Instead, he didn’t. What a waste of an exceptional career.

4 comments

No one who was against the Iraq War from the onset is doing particularly well. When was the last time you heard anything from Phil Donahue?
Are we evaluating the wisdom and virtue of people's actions based on whether they keep them in the limelight? Just because your protest won't necessarily win out doesn't mean you shouldn't mount one.
I swear most of HN barely reads a thread before firing off some half-baked retort. The comment above about Phil Donahue was a reply to this:

>Imagine if he had resigned in protest at the decision to push for the invasion of Iraq. He would now be hailed as a hero around the world.

Nowhere in the above reply about Donahue was there an implication that people shouldn't protest, or that the virtue of their actions are based on whether those actions keep them in the limelight.

Phil Donahue is 85. I imagine he's been taking things a bit easier for 10 or 15 years. It's not as though Colin Powell has been making headlines for a while either, and for no doubt similar reasons. This has nothing to do with whether or not he should have taken a stand against the war in Iraq. I agree with disneygibson: Colin Powell had an exceptional career, all of which led up to that moment, where he simply blew it.
The only reason why you say he blew it at the end is because it was on public display. Perhaps his whole career progression was being a company man who followed orders blindly but we were never privy to it.

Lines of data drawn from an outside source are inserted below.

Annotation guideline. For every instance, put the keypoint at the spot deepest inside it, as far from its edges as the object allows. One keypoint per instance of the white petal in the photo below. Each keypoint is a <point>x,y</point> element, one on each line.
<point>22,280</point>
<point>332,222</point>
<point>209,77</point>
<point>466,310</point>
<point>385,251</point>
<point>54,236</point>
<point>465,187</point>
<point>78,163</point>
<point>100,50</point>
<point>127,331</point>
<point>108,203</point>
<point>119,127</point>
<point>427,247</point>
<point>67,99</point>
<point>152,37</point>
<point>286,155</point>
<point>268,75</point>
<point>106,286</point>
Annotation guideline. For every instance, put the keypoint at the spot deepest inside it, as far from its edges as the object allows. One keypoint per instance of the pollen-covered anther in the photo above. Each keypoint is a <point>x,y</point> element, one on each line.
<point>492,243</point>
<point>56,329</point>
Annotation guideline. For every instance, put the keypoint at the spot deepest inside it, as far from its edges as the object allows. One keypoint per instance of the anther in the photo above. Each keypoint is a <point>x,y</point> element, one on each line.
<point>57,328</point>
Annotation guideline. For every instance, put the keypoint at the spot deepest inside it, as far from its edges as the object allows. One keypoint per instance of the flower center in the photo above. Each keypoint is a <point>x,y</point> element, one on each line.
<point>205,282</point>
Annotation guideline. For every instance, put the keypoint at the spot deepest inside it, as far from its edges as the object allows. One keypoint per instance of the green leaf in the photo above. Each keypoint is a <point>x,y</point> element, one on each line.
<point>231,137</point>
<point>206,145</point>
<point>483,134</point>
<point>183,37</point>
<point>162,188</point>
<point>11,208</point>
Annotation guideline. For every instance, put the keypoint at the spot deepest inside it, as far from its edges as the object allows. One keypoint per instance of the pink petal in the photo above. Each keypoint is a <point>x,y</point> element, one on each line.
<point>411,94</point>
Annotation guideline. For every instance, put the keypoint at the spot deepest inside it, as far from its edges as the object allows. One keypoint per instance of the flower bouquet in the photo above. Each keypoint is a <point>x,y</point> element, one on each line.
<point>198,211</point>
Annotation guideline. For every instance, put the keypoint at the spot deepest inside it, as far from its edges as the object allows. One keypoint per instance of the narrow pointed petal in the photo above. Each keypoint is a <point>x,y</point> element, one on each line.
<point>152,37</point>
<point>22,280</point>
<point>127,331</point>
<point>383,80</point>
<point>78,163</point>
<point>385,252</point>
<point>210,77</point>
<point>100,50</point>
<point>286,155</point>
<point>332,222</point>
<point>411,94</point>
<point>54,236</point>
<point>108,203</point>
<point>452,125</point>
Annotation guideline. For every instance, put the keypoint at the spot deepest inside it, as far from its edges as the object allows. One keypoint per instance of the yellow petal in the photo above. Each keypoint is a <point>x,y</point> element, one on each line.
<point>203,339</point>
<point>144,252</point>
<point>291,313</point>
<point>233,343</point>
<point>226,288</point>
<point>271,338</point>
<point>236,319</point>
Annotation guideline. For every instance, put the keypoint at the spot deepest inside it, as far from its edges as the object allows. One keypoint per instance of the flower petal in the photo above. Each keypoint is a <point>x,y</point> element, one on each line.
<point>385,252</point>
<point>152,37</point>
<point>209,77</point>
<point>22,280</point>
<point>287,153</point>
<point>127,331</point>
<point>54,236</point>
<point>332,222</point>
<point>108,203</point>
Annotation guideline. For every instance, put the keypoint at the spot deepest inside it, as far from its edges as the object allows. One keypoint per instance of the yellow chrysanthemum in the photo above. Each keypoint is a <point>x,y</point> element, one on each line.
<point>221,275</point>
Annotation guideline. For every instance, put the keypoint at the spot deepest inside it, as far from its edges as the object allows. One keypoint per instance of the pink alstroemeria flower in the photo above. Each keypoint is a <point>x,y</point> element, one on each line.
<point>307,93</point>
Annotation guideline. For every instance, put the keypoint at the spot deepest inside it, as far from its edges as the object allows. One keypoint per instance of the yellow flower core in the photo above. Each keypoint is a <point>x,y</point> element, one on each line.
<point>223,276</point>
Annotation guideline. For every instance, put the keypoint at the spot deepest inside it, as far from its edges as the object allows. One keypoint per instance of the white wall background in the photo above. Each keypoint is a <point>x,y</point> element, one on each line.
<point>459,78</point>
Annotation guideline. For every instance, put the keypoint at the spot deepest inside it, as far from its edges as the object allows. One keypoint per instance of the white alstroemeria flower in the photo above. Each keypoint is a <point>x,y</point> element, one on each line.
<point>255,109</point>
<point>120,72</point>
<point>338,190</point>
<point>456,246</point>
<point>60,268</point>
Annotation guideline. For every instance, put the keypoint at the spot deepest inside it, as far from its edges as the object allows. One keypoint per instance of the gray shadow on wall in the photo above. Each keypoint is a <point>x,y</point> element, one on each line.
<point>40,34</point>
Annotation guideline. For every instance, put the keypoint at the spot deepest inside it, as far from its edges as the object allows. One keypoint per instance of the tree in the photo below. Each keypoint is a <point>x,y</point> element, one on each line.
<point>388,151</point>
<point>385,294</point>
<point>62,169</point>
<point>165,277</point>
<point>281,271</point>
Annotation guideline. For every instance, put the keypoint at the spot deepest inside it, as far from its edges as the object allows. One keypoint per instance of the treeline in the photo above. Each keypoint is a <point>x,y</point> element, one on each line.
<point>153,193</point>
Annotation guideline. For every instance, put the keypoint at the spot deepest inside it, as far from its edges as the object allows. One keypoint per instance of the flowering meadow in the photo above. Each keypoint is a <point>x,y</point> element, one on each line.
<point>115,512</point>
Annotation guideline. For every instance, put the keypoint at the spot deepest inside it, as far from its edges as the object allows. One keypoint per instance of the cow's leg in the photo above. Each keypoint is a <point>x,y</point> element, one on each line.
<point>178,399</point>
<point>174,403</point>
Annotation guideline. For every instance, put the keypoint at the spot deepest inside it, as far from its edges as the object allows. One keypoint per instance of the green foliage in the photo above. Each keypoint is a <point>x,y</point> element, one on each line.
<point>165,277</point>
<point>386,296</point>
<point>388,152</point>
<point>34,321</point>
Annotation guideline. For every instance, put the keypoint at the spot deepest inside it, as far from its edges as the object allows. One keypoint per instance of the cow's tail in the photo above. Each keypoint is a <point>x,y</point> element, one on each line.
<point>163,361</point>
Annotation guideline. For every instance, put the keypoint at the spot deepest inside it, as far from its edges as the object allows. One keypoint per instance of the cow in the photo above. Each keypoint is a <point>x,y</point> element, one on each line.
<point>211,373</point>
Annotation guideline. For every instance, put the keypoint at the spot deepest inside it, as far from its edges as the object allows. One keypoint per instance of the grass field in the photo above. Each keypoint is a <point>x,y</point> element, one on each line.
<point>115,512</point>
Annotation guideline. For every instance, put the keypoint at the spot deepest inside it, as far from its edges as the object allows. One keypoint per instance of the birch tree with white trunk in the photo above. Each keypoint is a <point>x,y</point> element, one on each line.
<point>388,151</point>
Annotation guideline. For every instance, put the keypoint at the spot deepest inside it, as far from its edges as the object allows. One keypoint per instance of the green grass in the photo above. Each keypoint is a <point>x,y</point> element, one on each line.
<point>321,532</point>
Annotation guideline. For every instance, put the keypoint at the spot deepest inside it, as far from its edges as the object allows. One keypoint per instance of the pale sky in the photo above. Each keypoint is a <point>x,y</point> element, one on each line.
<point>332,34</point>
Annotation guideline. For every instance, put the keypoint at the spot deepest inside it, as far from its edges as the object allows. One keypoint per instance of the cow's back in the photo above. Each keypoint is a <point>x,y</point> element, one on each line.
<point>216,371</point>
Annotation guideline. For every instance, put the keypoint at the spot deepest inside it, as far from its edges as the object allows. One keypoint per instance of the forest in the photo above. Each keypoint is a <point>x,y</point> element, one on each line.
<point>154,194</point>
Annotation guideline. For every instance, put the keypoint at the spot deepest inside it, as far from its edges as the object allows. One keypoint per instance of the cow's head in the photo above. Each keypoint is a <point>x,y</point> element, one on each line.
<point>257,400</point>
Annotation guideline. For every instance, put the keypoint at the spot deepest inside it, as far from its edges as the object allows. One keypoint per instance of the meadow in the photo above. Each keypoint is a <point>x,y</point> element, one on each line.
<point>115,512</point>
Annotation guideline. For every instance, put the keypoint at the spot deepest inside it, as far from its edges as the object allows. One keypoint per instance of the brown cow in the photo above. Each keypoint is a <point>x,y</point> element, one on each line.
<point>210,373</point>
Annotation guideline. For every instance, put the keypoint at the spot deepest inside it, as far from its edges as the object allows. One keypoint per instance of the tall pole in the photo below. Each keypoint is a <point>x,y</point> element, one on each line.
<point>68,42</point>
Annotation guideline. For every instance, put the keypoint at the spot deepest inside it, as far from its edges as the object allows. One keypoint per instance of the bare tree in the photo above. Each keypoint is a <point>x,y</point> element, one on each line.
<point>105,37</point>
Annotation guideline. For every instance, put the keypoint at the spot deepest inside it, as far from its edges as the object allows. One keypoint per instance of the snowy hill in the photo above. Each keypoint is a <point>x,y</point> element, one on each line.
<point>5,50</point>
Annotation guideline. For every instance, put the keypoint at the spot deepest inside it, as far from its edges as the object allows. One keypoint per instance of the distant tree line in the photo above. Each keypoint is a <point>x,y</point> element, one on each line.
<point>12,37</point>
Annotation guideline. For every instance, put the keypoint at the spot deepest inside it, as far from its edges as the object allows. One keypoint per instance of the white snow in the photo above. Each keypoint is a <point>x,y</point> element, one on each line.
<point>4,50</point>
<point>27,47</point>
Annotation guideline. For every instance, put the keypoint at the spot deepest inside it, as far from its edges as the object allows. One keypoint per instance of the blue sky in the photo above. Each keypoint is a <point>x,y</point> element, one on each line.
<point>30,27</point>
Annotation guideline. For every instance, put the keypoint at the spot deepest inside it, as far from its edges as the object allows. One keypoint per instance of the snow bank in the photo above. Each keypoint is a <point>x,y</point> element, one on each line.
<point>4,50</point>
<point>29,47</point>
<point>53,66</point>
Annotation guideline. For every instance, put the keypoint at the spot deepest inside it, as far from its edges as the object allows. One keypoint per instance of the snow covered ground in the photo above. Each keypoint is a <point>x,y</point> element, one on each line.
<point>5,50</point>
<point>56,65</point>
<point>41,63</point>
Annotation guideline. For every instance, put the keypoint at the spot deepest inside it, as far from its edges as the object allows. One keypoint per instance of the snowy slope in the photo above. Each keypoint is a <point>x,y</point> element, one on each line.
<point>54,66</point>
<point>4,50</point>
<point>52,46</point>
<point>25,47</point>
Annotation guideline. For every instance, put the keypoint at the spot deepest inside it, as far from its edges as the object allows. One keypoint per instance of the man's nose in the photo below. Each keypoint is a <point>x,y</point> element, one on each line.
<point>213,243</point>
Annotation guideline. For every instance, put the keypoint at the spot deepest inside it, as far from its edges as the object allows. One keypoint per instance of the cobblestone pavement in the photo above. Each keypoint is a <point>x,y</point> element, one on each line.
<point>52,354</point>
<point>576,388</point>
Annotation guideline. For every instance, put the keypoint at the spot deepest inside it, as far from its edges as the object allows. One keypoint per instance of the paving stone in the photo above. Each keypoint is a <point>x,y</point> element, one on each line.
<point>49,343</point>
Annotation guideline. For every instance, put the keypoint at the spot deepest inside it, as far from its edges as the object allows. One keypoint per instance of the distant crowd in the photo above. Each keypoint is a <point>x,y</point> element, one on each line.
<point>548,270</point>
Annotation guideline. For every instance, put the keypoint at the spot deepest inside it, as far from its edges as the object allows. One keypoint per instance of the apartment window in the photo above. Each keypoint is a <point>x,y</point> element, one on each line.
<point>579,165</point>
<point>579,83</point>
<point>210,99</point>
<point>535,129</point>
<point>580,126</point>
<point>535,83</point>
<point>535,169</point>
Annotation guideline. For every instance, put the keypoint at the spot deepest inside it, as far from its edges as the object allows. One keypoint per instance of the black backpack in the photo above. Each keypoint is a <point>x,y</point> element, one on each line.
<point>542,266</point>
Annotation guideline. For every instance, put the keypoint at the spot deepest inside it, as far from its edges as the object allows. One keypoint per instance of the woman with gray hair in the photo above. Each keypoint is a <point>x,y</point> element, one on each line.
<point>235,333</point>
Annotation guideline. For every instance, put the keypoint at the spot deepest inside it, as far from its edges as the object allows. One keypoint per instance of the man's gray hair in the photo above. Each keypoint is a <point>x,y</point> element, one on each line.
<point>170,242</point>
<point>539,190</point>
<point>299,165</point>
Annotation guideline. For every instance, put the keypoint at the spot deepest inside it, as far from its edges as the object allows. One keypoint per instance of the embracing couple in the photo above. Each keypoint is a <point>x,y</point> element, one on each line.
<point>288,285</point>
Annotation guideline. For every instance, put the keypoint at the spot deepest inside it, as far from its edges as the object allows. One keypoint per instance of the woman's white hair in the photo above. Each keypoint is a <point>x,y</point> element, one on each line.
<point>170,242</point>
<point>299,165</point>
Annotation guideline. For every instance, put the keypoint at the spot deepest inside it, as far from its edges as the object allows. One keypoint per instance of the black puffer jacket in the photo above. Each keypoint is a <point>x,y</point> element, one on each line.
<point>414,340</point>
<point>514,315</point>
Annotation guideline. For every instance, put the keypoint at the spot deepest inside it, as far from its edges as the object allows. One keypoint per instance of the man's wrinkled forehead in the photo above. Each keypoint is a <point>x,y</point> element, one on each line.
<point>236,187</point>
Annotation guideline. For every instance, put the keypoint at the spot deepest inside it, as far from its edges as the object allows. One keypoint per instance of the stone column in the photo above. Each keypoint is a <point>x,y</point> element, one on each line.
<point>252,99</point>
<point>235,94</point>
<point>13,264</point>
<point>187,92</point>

DC is a town that rewards failing upwards.

Phil Donahue was fired for questioning the evidence that was sending us to war.
Sure, or at least they'd discussed firing him because of that (but it was in advance of the invasion, I believe), but he was already what he might have considered retirement age when that happened. Could he have gone on elsewhere if he'd wanted to? I bet he could have done. Maybe he just didn't want to.
> No one who was against the Iraq War from the onset is doing particularly well.

Would that include President Obama?

Well, I hadn't heard much about Phil Donahue for some years before that.
He had a fairly popular cable show, and the ratings for it weren't a secret. He was fired as the television networks went on a war footing.
I don't know about that. Bernie Sanders and Ron Paul both raised their profile significantly, and while there have been hiccups since then, they're both much more prominent than they were before 2003 — Ron Paul's son may have even benefited by association.
Isn't "argumentum ad populum" a fallacy?
You don’t get rewarded for questioning the state (or any large power) unfortunately, at least not in media attention or promotions.

That said, of course he should have.

He would have faded into obscurity and we would all be talking about how terrible his replacement was for lying to the UN.
Incorrect. He would be hailed as the first African American Secretary of State with a decorated military career that resigned to protest lies and an unjust war.

Textbooks a century from now will include his name. It could have been in a positive light, but now his name will be forever tarnished.

How well hailed is Russ Feingold? Got 'rewarded' by being voted out of office and forgotten.
Nice to hear Russ's name on HN. Not completely forgotten I see. He also opposed the Patriot Act when it was extremely popular which I thought was courageous.